Todos sabem que a vida é curta, mas nem por isso ela é engraçada. Certa vez um mestre, a quem tenho admiração, disse-me que o grande problema do ser humano a partir dos 60 anos, é que ele pensa que já adquiriu toda a experiência necessária e que a partir daí, vai ter uma vida mais tranquilo. Não obstante, segundo o meu mestre, esse idoso se engana, pois é a partir desse período que ele começa a esquecer o que aprendeu. Caramba, e daí? Será que é verdade mesmo? Nem tanto mestre, nem tanto. A teoria pode ser um pouco verdadeira, mas a realidade nem tanto.  

Ninguém pode negar que as funções físicas do idoso, com o tempo, tendem a declinar-se. É claro que nem todas as suas funções vão ser ou ter a mesma virilidade, a mesma agilidade, o mesmo desempenho (em todos os sentidos), mas, com certeza, o prazer de compartilhar sua experiência com os mais jovens, é prazeroso. A recíproca é que ele acaba revivendo o passado, e adquirindo outra experiência: ganhar a atenção dos mais jovens.

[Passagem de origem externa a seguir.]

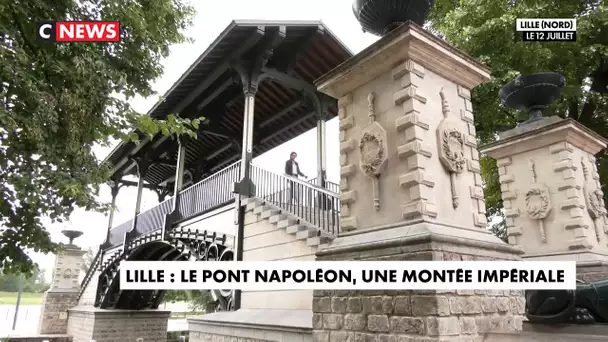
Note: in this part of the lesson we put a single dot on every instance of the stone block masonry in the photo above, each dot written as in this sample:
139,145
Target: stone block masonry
63,293
87,324
416,315
54,312
408,140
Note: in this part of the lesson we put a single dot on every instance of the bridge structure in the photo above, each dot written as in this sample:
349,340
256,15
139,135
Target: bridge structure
410,189
254,88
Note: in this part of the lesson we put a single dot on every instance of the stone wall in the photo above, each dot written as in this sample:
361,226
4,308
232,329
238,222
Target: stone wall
63,293
264,241
416,315
205,337
87,324
252,325
52,338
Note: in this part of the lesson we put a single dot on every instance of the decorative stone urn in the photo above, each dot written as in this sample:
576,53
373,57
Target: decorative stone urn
532,93
380,17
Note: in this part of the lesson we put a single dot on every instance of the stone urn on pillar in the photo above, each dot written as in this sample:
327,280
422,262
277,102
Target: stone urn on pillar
532,93
410,184
549,186
65,287
381,17
71,235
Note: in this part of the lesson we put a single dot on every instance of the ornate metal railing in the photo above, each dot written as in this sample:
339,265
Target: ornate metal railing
331,186
315,205
95,263
154,218
210,193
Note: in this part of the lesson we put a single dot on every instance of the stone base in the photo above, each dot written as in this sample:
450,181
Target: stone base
592,271
554,333
590,266
54,311
421,315
38,338
252,325
87,324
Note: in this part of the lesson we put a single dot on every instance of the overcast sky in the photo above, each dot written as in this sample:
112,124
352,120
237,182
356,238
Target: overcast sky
211,19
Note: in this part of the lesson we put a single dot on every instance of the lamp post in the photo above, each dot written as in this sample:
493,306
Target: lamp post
532,93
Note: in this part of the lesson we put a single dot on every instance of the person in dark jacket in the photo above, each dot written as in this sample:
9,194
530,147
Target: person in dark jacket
292,169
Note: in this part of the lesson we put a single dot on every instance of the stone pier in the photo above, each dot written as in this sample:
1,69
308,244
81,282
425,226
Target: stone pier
552,194
411,190
63,293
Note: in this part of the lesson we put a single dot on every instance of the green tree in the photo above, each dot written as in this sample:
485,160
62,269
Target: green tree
87,260
33,283
485,29
59,101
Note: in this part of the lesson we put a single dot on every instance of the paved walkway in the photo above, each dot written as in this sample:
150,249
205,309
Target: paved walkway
29,317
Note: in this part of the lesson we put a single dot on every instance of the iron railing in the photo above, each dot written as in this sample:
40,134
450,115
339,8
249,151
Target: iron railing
313,204
90,272
217,190
331,186
210,193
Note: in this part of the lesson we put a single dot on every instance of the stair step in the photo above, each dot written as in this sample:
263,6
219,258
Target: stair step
276,218
286,223
247,201
306,233
269,213
317,240
293,229
251,206
260,209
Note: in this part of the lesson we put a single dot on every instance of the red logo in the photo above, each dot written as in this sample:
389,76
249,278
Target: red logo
78,31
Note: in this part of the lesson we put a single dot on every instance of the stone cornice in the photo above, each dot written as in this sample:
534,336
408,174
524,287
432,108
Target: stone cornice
409,42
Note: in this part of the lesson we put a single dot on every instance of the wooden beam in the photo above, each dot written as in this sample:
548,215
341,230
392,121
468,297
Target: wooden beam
146,186
282,112
300,47
288,80
217,92
226,63
219,151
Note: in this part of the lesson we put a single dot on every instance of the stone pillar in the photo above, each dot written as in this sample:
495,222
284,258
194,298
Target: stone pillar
411,190
552,195
63,293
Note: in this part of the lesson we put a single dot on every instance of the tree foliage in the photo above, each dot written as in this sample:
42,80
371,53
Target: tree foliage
485,29
198,301
34,283
59,101
87,260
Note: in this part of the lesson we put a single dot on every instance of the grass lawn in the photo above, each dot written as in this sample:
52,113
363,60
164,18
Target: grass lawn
26,298
182,315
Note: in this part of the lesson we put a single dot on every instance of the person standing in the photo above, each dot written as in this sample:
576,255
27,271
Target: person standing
292,169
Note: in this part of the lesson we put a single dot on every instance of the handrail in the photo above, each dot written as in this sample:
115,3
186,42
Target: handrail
305,183
87,277
329,185
315,205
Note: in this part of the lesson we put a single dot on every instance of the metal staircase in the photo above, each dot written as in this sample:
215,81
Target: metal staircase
305,210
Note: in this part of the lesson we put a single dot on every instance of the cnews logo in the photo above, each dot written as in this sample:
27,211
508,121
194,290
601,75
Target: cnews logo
78,31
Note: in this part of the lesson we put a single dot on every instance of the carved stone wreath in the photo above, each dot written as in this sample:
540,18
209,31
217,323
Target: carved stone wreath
67,274
370,161
538,203
456,159
595,204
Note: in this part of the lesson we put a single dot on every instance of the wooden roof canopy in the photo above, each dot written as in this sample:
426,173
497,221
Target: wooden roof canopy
304,51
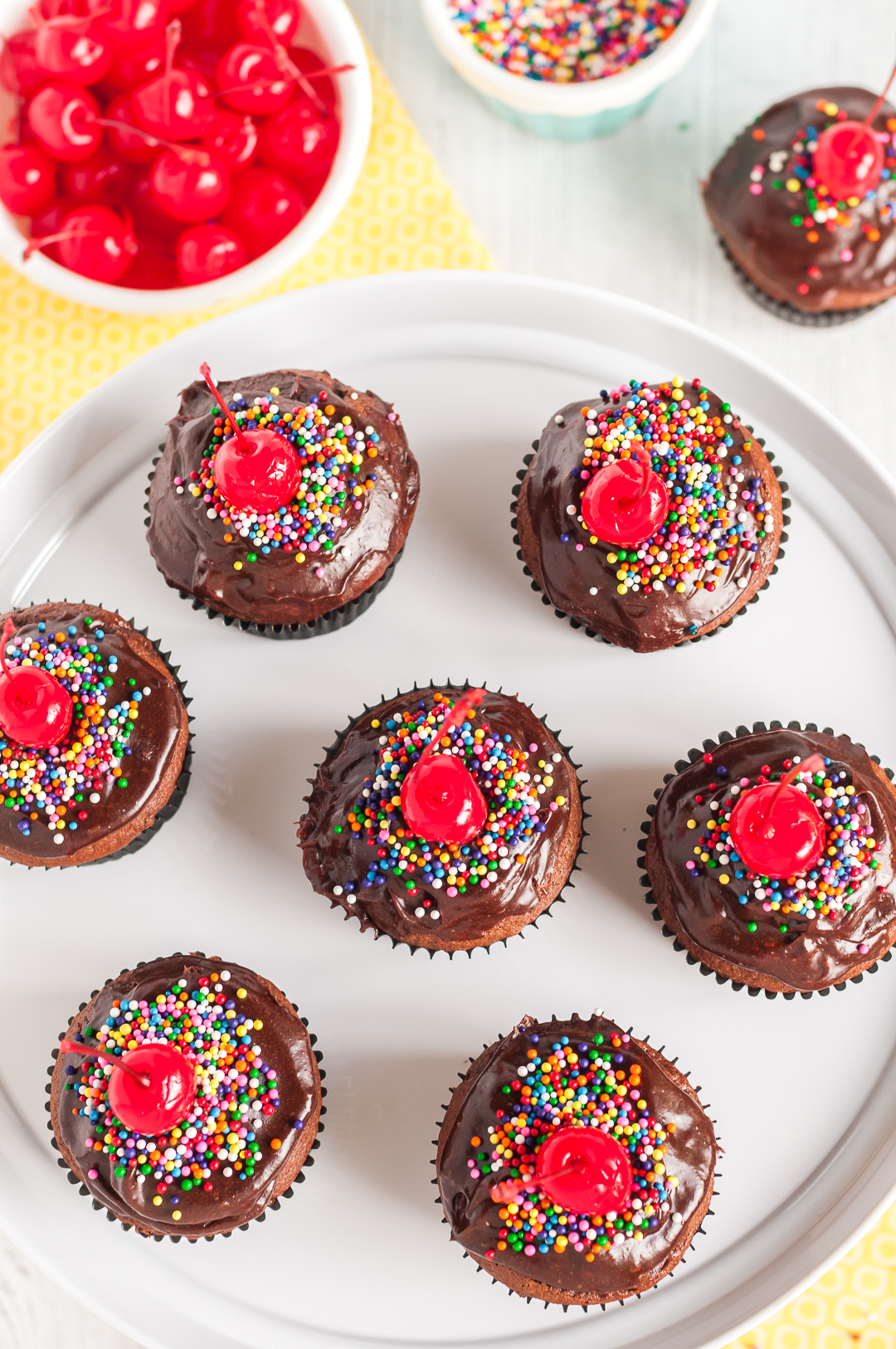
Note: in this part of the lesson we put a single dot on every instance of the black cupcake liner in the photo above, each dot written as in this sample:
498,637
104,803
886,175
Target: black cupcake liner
686,641
587,1306
801,317
559,898
176,799
723,738
329,622
176,1236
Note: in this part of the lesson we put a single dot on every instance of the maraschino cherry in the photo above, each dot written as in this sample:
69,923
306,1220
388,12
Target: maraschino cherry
441,797
777,829
254,470
581,1170
34,707
849,157
151,1088
625,502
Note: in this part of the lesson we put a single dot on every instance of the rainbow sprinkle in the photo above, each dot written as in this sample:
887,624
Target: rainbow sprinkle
598,1086
236,1090
567,41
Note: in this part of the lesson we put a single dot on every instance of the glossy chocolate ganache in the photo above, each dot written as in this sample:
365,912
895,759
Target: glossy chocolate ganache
553,1075
256,1105
801,933
119,762
784,230
361,855
709,556
334,541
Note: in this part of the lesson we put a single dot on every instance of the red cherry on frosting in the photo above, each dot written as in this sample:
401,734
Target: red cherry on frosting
34,707
27,180
254,470
191,183
299,140
263,211
775,829
598,1178
618,509
64,122
251,81
207,252
234,138
166,1097
848,159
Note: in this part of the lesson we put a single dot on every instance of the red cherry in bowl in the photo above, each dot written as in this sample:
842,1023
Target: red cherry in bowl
165,1096
34,707
625,502
299,140
19,71
250,80
207,252
849,159
64,122
27,180
234,138
191,183
598,1171
441,801
263,211
278,17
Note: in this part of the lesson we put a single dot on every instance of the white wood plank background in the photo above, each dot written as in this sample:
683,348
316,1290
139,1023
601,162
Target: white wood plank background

O jovem-idoso tem lá suas artimanhas das quais somente o traquejo pode definir. Uma delas, por exemplo, são as ponderações que ele faz diante dos fatos. Quanto mais dificultosos sejam os percalços, quanto mais conflitantes, o jovem-idos vai ter uma postura no mínimo emblemática. É nessa hora que ele se destaca e não se deixa cair nas mesmas armadilhas, pois a ribalta já tem o seu cenário registrado noutras épocas.

A vida a partir dos 60 tem, e deve ter, suas preocupações a considerar. A priori, a atividade física vai bem em qualquer época, porém, o bom humor e uma boa alimentação fazem a diferença. A sociedade mais jovem deve ter sempre um idoso par conversar, saber sal história, seus conceitos, a origem de seus costumes e seus valores para, então, entenderem melhor o que é o mundo, o tempo e a relação sistêmica que existe entre ambos.

Não ficar idoso pelo tempo é impossível, mas, ser idoso por consequência da libertinagem que a imaturidade impõe, torna-se um paradigma que a circunstância alimenta. Portanto, cabe ao idoso a simples tarefa de não se deixar levar pelo tempo, ignorar o cansaço do corpo e, ao mesmo tempo, conceber a si o desejo de fluir a ternura que lhe for peculiar, enquanto ser humano que ama e quer ser amado.